The anonymous letter writer speaks of the contents of the memorandum he sent to the Washington Times, specifically the “detailed instructions to NSA personnel on the handling and control of NSA-derived intelligence relating to TWA 800.” The memo apparently also identified “specific individuals at the White House and their STU (secure) telephone numbers” with whom the NSA could discuss relevant information.

“The reference to the STU (secure telephone) would not be commonly known,” respected TWA 800 researcher Bob Donaldson wrote back to me. “I handled the White House account for Bell Atlantic and the White House secure phones are referred to as STU Xs, with X being the latest model number.”

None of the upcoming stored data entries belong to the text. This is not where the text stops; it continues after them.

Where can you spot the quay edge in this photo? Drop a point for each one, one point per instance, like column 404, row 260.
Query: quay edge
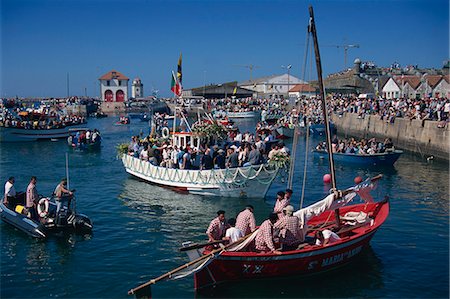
column 422, row 137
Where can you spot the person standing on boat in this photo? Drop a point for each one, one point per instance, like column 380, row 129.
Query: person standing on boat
column 233, row 233
column 264, row 237
column 62, row 194
column 289, row 229
column 326, row 237
column 10, row 191
column 32, row 198
column 280, row 203
column 245, row 221
column 217, row 227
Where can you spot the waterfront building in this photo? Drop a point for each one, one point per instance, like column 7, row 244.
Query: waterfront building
column 137, row 89
column 114, row 90
column 272, row 86
column 304, row 89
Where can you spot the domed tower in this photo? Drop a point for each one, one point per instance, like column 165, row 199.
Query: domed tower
column 137, row 89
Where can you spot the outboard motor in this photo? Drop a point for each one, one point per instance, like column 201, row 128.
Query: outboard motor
column 82, row 223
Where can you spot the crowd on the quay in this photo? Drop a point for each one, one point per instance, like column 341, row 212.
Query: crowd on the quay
column 436, row 109
column 40, row 120
column 239, row 150
column 281, row 231
column 358, row 147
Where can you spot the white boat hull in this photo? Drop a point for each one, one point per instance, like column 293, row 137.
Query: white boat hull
column 251, row 181
column 8, row 134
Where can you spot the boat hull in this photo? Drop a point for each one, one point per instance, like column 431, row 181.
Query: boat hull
column 251, row 181
column 245, row 114
column 238, row 266
column 319, row 129
column 381, row 159
column 8, row 134
column 22, row 222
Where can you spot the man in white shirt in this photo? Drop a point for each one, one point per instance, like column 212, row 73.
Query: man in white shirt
column 326, row 237
column 10, row 191
column 233, row 234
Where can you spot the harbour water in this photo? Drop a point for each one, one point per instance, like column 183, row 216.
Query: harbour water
column 139, row 227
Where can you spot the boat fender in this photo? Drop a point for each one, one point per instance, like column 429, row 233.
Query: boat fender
column 43, row 207
column 165, row 132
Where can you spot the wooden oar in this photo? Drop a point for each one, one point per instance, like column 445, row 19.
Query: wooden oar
column 170, row 273
column 201, row 245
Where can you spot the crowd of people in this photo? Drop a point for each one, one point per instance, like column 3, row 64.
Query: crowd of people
column 35, row 120
column 281, row 231
column 358, row 147
column 436, row 109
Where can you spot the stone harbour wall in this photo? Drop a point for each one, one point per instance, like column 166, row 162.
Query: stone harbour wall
column 423, row 137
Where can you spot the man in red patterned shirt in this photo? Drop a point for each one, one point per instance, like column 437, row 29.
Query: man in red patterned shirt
column 245, row 221
column 217, row 227
column 289, row 226
column 264, row 236
column 280, row 203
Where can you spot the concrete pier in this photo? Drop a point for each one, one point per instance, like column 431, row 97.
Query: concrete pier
column 423, row 137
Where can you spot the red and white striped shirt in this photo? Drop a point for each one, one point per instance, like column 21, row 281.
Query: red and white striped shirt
column 217, row 228
column 264, row 237
column 280, row 205
column 290, row 233
column 245, row 221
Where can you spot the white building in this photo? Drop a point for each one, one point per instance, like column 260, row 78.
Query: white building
column 275, row 85
column 137, row 89
column 390, row 89
column 114, row 87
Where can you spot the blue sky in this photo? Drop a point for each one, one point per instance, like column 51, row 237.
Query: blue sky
column 44, row 40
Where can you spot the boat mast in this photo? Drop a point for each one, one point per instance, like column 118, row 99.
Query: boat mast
column 312, row 30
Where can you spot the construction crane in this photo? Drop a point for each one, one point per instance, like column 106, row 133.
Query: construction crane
column 250, row 67
column 345, row 47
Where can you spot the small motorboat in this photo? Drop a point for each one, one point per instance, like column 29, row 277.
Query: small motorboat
column 47, row 220
column 124, row 120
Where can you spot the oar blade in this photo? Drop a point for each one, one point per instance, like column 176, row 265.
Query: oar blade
column 144, row 293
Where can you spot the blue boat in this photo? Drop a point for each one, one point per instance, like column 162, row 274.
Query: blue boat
column 319, row 129
column 378, row 159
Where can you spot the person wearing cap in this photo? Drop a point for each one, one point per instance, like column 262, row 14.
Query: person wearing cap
column 220, row 159
column 288, row 194
column 217, row 227
column 233, row 233
column 62, row 194
column 264, row 238
column 289, row 229
column 10, row 191
column 245, row 221
column 280, row 203
column 326, row 237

Donaldson and others, however, raised the question as to why the letter writer referred to these documents but did not send them to me. A good question. I checked with my contact at the Washington Times, who ran the letter past the likely reporters to have seen it, including Bill Gertz, but none had.

My contact read nothing into this as he thought it entirely possible that in the post-anthrax environment an anonymous letter of this sort might not have gotten past the mail room. It almost didn’t at my magazine. The letter writer erred as well in his assertion that no lawsuits were filed after the crash, an area in which he has no particular expertise.

Still, I am inclined to think the letter legitimate if for no other reason than it seems so unlikely a hoax. Before accepting it as such, however, I would invite the sender of this letter to follow up with more specific information. We are interested.